Evil paid a visit here today. Evil will return. When the avenues of investigation of the circumstances surrounding the deputy commandant’s disappearance become blocked, it will return bayoneted and savaged.
10 JULY 1944
The ground is burning. I tried to persuade Jasmine. Once again, I pleaded with her to listen to me. In the end, the commandant will come. It will all come to an end, and my prayers will be of no use. I am crying now, and I did not cry when my father died or when my mother was taken.
12 JULY 1944
Jasmine is begging for help. Tonight the commandant drank until he was intoxicated, called her over, put his arms around her waist, and demanded that she caress him. She looked at me with gaping eyes. I averted my gaze and stared down at the floor. He touched the intimate parts of her body, and I was weak and contemptible and helpless. She fled to the kitchen in tears, and the com
mandant’s eyes flickered with the aroused look of a street dog smelling a bitch in heat.

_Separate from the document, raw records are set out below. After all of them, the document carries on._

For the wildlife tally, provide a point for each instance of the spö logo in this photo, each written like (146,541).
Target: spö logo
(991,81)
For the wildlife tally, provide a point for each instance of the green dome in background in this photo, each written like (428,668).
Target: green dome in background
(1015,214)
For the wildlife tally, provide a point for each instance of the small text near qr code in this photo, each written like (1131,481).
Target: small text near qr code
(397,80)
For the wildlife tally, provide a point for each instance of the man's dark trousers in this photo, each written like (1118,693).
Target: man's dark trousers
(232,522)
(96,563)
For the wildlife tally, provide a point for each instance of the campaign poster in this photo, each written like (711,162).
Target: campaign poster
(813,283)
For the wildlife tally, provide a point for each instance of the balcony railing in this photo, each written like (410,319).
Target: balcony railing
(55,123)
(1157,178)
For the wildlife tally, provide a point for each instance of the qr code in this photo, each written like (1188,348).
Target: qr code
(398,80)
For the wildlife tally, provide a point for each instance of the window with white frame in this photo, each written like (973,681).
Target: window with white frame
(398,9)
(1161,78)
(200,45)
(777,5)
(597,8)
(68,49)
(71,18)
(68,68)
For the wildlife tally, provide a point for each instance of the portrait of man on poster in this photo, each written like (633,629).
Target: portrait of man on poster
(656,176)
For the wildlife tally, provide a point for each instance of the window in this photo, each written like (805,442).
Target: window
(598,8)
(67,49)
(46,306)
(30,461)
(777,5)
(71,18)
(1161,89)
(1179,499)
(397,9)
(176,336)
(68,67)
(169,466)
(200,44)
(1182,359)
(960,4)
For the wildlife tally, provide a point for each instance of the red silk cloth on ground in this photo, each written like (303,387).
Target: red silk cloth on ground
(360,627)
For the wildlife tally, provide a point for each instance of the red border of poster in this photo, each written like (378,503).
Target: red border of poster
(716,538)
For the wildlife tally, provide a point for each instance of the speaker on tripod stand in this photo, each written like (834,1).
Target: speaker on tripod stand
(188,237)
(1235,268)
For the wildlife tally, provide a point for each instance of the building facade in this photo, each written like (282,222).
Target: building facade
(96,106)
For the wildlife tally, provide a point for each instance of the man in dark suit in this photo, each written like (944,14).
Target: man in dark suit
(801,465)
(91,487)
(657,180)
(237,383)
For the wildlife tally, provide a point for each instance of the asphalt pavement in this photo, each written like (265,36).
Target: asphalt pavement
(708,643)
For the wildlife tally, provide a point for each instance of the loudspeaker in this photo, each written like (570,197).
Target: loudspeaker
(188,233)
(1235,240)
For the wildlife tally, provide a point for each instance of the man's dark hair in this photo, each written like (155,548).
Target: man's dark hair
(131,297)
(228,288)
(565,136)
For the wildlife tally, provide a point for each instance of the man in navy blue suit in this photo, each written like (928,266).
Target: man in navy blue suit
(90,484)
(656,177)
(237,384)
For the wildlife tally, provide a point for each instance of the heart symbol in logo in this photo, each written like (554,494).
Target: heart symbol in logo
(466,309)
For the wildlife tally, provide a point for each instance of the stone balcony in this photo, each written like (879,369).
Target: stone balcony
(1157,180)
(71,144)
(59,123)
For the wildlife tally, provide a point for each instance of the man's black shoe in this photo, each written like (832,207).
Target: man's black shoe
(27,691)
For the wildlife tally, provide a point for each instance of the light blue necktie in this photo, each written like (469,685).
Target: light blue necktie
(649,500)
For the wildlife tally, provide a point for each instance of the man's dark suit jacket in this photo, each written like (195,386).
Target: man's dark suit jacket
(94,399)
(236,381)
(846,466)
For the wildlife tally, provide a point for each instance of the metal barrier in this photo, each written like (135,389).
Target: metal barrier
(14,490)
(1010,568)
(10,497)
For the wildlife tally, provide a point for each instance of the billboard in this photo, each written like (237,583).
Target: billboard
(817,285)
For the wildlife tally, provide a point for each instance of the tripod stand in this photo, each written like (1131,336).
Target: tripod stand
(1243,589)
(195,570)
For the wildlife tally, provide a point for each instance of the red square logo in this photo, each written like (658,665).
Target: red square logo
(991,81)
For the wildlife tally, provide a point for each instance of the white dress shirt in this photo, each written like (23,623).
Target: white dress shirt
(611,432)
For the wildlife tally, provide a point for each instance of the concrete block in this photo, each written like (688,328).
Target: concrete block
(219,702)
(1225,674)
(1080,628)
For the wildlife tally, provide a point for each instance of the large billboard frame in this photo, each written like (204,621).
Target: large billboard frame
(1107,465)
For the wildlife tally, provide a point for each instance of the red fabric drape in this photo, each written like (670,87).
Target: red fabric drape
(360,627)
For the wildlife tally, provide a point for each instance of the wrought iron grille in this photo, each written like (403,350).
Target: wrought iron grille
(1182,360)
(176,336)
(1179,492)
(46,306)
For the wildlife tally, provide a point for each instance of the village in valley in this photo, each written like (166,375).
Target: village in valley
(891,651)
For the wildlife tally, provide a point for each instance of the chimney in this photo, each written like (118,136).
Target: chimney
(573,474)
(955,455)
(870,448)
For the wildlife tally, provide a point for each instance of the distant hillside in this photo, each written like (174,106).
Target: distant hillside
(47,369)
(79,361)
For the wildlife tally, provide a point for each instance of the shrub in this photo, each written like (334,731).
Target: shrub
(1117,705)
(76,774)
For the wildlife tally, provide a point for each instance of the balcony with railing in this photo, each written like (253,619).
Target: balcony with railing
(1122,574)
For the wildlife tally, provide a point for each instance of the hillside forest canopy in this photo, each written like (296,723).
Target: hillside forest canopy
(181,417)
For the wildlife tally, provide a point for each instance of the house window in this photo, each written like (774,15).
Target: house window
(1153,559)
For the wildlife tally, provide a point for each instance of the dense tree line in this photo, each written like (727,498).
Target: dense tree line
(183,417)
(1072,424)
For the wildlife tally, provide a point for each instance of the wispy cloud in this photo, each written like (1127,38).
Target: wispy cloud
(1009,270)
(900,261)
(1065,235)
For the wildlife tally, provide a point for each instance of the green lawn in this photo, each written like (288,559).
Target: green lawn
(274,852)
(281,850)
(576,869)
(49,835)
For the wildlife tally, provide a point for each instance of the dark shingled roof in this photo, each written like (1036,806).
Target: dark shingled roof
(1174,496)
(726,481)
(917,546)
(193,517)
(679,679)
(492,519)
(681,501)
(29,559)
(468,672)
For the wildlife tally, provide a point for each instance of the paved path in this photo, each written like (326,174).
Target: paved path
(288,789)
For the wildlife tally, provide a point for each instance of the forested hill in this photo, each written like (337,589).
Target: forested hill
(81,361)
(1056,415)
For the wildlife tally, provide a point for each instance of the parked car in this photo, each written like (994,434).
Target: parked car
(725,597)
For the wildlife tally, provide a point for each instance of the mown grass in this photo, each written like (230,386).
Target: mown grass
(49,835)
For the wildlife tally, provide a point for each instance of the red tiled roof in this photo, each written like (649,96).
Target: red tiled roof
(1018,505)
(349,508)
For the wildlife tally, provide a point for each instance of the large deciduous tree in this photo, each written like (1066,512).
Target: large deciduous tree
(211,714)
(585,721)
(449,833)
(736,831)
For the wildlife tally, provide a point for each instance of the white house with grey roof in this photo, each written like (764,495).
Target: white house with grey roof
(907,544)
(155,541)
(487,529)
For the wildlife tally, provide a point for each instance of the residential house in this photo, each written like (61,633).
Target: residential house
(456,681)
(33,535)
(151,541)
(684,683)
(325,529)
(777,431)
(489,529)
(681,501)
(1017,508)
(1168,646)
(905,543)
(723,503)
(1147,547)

I embraced her as tightly as I could. We both cried.
14 JULY 1944
I avoid my elongated image reflected in the side of the espresso machine.
15 JULY 1944
Tonight, at long last, I participated in a Resistance operation. We stopped a train heading east and saved 803 Jews. An entire transport!
16 JULY 1944
Jasmine has agreed to escape with the children, but only if I come with them. I cannot desert the battle. Not now. Not when the deputy commandant is on our side and we are rescuing full trains from death. I pleaded with her to escape with the children.
She wept and wept.
In the end, she refused.
ABU RUMANEH, DAMASCUS | 11:49
“Where were you?” she asked his shadow in the entrance to the stairwell.

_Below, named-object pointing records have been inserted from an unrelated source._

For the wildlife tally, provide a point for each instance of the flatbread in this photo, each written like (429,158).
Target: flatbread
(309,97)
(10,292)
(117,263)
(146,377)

“Were you worried about me?”
She nodded.
“It’s a long time since anyone was worried about me.
“I’m coming out,” she said.
Paris nodded.
She stepped out of the cool stairwell into the hot blinding sun and crossed the street to the iron gate in front of 7 Hadad Street. The worn head of a metal bell button gleamed in the bright light. There was no name beneath it. Orchidea continued down the street and crossed back to the cool stairwell. With Paris there, she felt safe.
“There’s too much light and too much traffic. We’ll have to wait,” he said.
“It could be hours.”
We can’t stay here. Everyone knows everyone around here.”
“What do you suggest?”
Paris smiled. “Wait here.”
He left and came back a short while later carrying two yellow bags with Arab lettering she couldn’t read. “This one’s yours,” he said.
Paris put a bra on over his shirt and filled the large cups with rolled-up socks. Then they both pulled on over their clothes musty black abayas that smelled of onions. They hid their faces behind black burkas. Paris looked like a Muslim woman, his face covered and only his eyes and thin eyebrows showing. She smiled, thrust her hand into her backpack, and felt around for the flat shoes she had packed. Her fingers encountered the gun and silencer. The feel of the cold steel gave her confidence. Paris hid his square hands inside black gloves.